Guide to a Data-Driven Ecommerce Digital Marketing Strategy

Written by on 10th August 2018

Ecommerce businesses are uniquely positioned to exploit the benefits of the rich and fluid market ecosystem created by the Internet, but they also often have to deal with the challenges of competing for customers on a national or continental level.

It is true that having a wider range of potential influence than a brick-and-mortar store or a local services provider opens you up to opportunities they don’t have. However, it also means that you have to be able to respond to a much more varied list of customer demands, observe and study a much broader context than they have to, and deal with a number of other challenges unique to your situation.

There is no way to effectively work or promote your work in a system with as many connected threads and as frequent changes as ecommerce is characterized by, without constant, purpose-driven data diving.

Some of our recommendations for ways to improve your marketing efforts are not actionable without advanced Big data mining capabilities and a bit of help from AI, but most of them can be implemented with just a couple of utilities, some persistence and the right focus.

Customer insights

Getting new customers hinges on you learning from the ones you already have. Not to mention that keeping a customer can be much more important than getting a new one.

Audience segmentation is doing just that, allowing you to group people that might be interested in your offer according to different criteria, and then learn the specifics about each group. You note how they want to be addressed, which social networks guide their purchasing decisions to which extent, what they like or dislike about you, etc.
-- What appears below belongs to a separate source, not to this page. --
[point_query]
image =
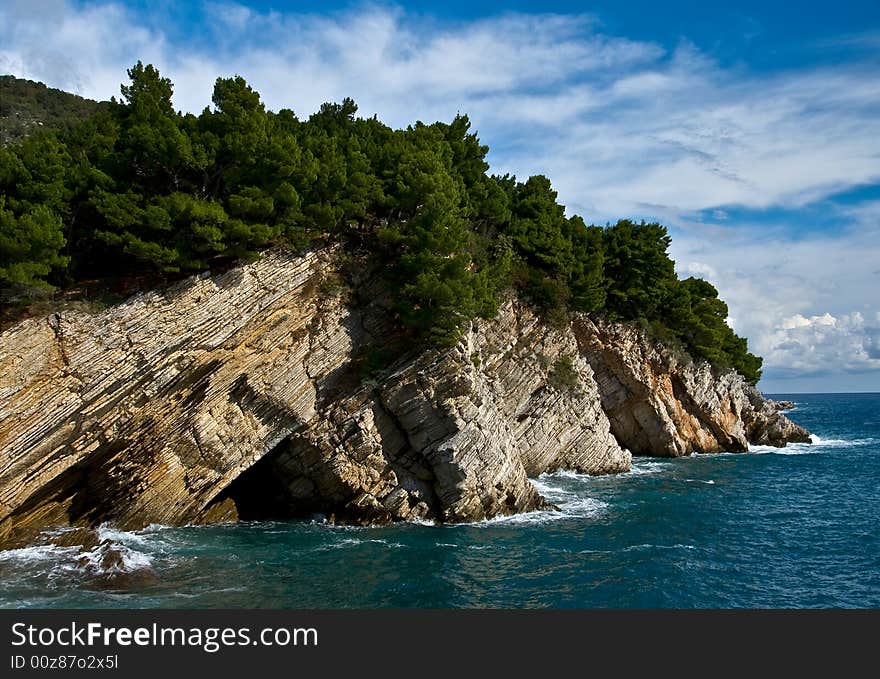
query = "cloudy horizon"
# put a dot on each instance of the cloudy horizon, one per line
(764, 165)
While this is often reduced just to creating a Buyer Persona if you are a B2C business or an Ideal Client Profile if you’re B2B, you don’t stop there when getting to know your audience.

You also take the time to observe the behavior of these groups and individuals on your site. Where are they dropping off? Is there a stage in your funnel that could be optimized to perform even better than it already is? Are people having a hard time completing a certain process? Is there a common complaint that could be easily addressed but still significantly improve customer satisfaction?

The point is, you should gather every bit of customer info that you can, whether it’s coming from Google Analytics, direct feedback, or AI that has analyzed petabytes of data; and you should keep modifying your marketing (or even your general business) strategy according to what you learn through continuous data analysis.

Competitor and market info

Customers may be an important part of a market, but they are not all of it. While it would be nice to forget about competitors, price averages, sudden supply issues or the influence of delivery methods on a popularity of a business, doing so is not an option if you want to stay in business.

A detailed competitor analysis involves taking a look at their:

  • Backlink portfolio
  • Social networks
  • Content types and performance
  • Branding and tone of voice
  • Targeted audiences
  • Pricing

Apart from informing your SEO, PPC and overall digital marketing strategy, observing the behavior of your competitors also tells you a lot about how they perceive the market and the audience you are trying to share. In other words, you don’t have to have data mining capabilities, you just need a competitor who does and whose actions you can observe to try and determine what conclusions they reached by Big data analysis.

Testing and Optimization

You think you know your customers, but your ads are simply not leading to purchases? Your landing pages have always performed well, but the ones for your new product are simply not boosting conversions? Despite that fact that marketing cannot be successful without exact data and a systematic approach to it, the effectiveness of your promotional efforts will sometimes depend on the most tenuous and irrational quirks of the human psyche.

Even the slightest change in the copy of your PPC ad, or in the size or color nuance or your call to action button can result in dramatically different response rates. By subtly tweaking these and other elements of your marketing strategy (email subjects or body, social network posts, content on your site…) and testing the effectiveness of each of their iterations, you are ensuring that you are getting the best possible ROI from all of them, and that you are heading in the right direction.

Predictive analysis

While it is usually reserved for those with a serious Big data mining infrastructure and personnel, the potential of this particular branch of research is amazing. While testing allows you to make immediate changes based on current data, predictive analytics, ideally, allows you to anticipate future trends or issues by digging through data from the past.

It could rely on external data, like tracking market fluctuations and anticipating their effect on your business; or on your internal data, allowing you to find patterns in your past performance, along with the outcomes they lead to. If you cannot afford to handle this kind of processing internally, there is no shortage of versatile digital marketing agencies who can analyze different market segments for you, but you need to remember that, coming from the inside or the outside of your company, this information cannot always be exact, and is intended more to guide your course than to dictate it.


Finding a way to satisfy the many needs of many types of potential customers, all of whom are being pursued by many competitors is not something you can hope to do without dedicating many hours to getting familiar with all of them.

While most of the even remotely relevant data you could obtain might stand to benefit you in some way, the most important bits of information you need to focus on are the ones pertaining to you customers, their habits and preferences; your competitors and their strategies; and the effectiveness of your current marketing efforts. When you also add a bit of clairvoyance that comes with predictive analytics, the whole data analysis thing almost starts looking like an opportunity instead of a chore, so be sure to treat it that way.